O sertanejo é, antes de tudo, um forte. (Euclides da Cunha)

O web designer é antes de tudo um criador.

A língua é um conjunto de sinais que exprimem idéias, sistema de ações e meio pelo qual uma sociedade concebe e expressa o mundo que a cerca. (Celso Cunha)

O hipertexto é um conjunto de textos que ……….

Outra forma de intertextualidade, ou seja, de retomada de textos já produzidos, é a paródia, definida pelo dicionário como sendo uma imitação cômica de uma composição literária. É uma característica que se faz cada vez mais presente nos textos atuais. O estilo de muitos jornalistas e publicitários, além de parafrástico, é também entremeado de paródias.

Para se entender uma paródia, é necessário o conhecimento do texto ou textos originais que tornaram possível a imitação.

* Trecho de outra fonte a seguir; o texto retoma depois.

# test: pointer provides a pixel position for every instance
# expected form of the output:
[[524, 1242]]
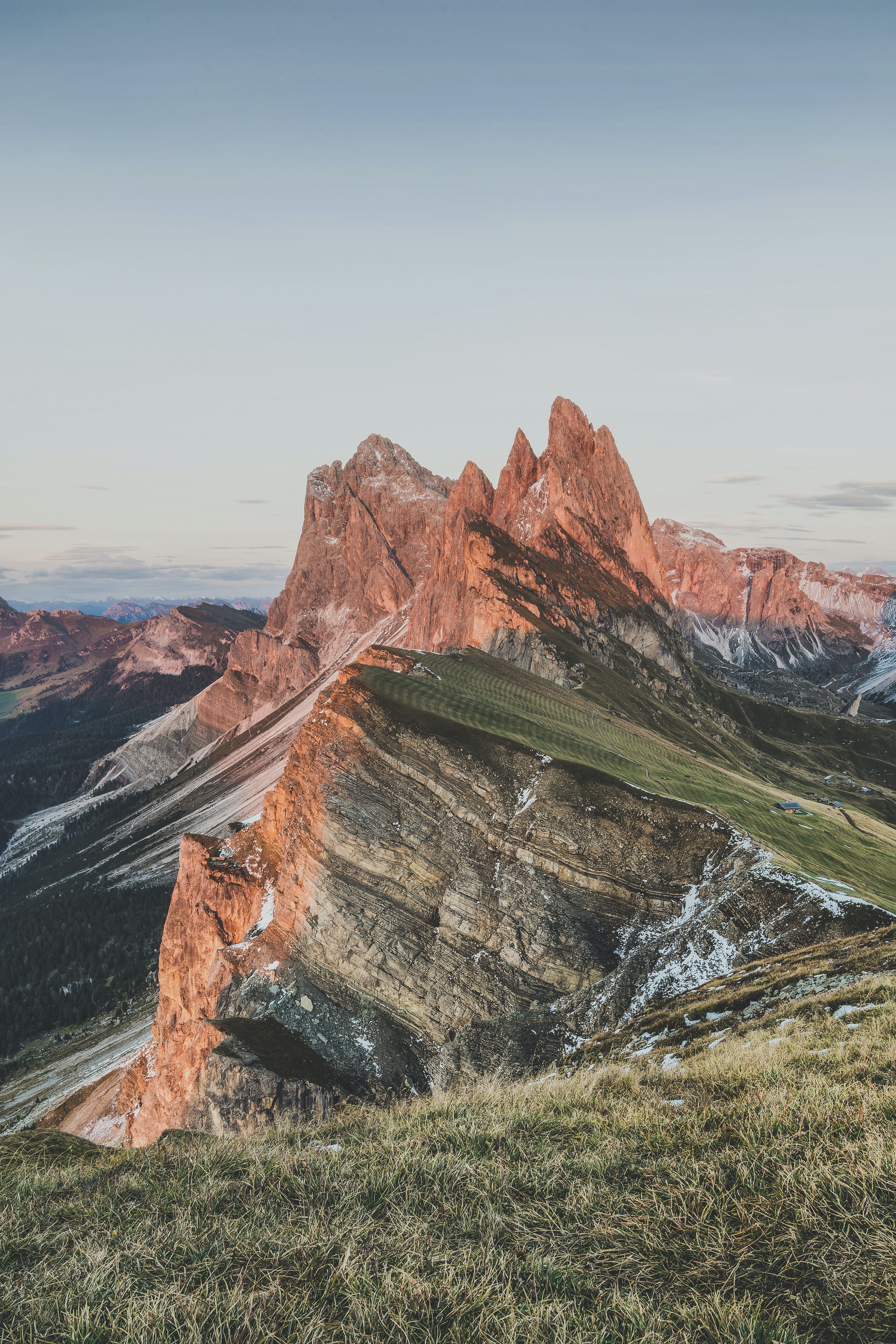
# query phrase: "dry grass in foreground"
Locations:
[[586, 1209]]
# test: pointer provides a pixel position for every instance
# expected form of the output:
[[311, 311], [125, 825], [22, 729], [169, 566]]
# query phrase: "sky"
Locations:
[[236, 238]]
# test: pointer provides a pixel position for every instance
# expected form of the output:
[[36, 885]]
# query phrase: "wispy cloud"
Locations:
[[859, 495], [734, 480], [831, 501], [85, 572], [875, 487]]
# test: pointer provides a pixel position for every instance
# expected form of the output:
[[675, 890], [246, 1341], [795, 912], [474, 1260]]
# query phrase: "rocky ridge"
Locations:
[[764, 608], [417, 908], [417, 904]]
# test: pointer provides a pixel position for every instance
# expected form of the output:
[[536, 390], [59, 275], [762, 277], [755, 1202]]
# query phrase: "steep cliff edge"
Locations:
[[421, 904], [369, 537], [561, 547]]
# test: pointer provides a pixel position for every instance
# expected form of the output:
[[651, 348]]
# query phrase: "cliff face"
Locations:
[[369, 537], [401, 914], [421, 902], [562, 545], [768, 608], [422, 905]]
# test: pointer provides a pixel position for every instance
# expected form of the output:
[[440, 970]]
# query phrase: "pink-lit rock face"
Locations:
[[562, 542], [369, 538], [768, 604]]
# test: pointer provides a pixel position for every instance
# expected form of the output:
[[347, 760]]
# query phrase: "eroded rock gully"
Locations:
[[418, 905]]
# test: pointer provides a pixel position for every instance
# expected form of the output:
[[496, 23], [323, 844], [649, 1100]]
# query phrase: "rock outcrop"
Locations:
[[52, 654], [369, 538], [562, 546], [765, 608], [420, 906]]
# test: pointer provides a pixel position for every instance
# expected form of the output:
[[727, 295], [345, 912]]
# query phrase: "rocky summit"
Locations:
[[504, 767]]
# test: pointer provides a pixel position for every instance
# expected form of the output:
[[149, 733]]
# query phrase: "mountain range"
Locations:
[[503, 765]]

Nesse sentido, podemos afirmar que não pode existir uma paródia que não dialogue com o texto-matriz, ou seja, sempre existe entre este e a paródia o que os estudiosos da linguagem denominam intertextualidade.

Exemplo de paródia

 

Texto-matriz: O lobo e o cordeiro

Vendo um lobo que certo cordeirinho matava a sede num regato, imaginou um pretexto qualquer para devorá-lo. E embora se achasse mais acima, acusou-o de sujar a água que bebia. O cordeiro explicou-lhe que bebia apenas com a ponta dos beiços e, além disso, estando mais abaixo, nunca poderia turvar-lhe o líquido. O lobo, exposto ao ridículo, insistiu:

— No ano passado, ofendeste meu pai.

—   No ano passado, eu não tinha nascido, replicou o cordeiro.

O lobo então:

—   Defendeste-te muito bem, mas nem por isso deixarei de comer-te!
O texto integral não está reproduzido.